Nowadays, the concept of 'interaction' has been emphasized in the area of design of consumer products, communication devices, and computer systems. Users can communicate or use a product through various interactions between the system and users. The multi-modal functions of a product are providing diverse ways of interactions including visual, auditory and tactile modalities. However, since the design guidelines for creating good interface design haven't been developed sufficiently, it is difficult for designers to collect the information of multi-modal resources, and to construct the way of integrating multi-modalities for a specific product. There is, therefore, a need for developing a systematic study on the interaction design in order to understand the effectiveness of multi-modal interfaces and to maximize the interactivity between the system and users.
The goal of this study is to establish guidelines of developing multi-modal interface design systematically, and to propose a new interface design process by two approaches: cognitive and experimental. Through a cognitive approach, this study investigated the characteristics of human-system interactions and the information processing model. Through the literature review, the multiple-resource theory and the modality compatibility have been emphasized. The former reveals that the spatial process and verbal one in the working memory do not interfere each other. The latter suggests that the composition of stimulus-response are dependent on the task. On the basis of these background studies, the taxonomy of modality and guidelines for effective interaction design are proposed.

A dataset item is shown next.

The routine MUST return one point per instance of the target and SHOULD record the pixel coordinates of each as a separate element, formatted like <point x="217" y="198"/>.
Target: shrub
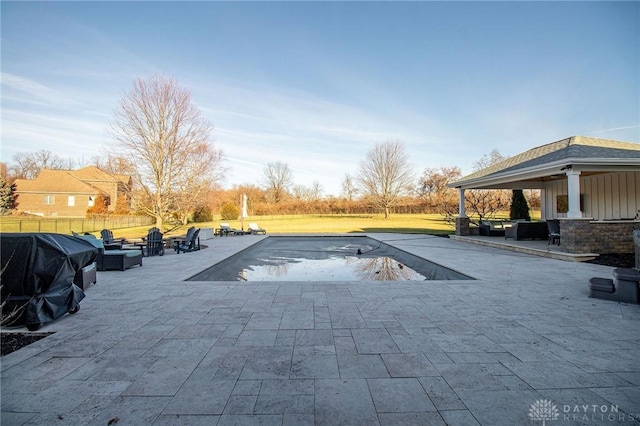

For an experimental approach, a simulation tool called 'MIDS(Multi-modal Interface Design Simulator)' was developed. It consists of 'object library', 'modality composition module', 'entity arrangement module', and 'test module'. The concept of MIDS is to make virtual rapid prototypes by selecting and editing interface designs from the library, and developing creative ideas. By using MIDS, designers can make several multi-modal prototypes and choose better one by simulating the whole interactions. By using the object-library which is extracted from the currently used interfaces within products, designers can develop interface design prototypes easily without programming.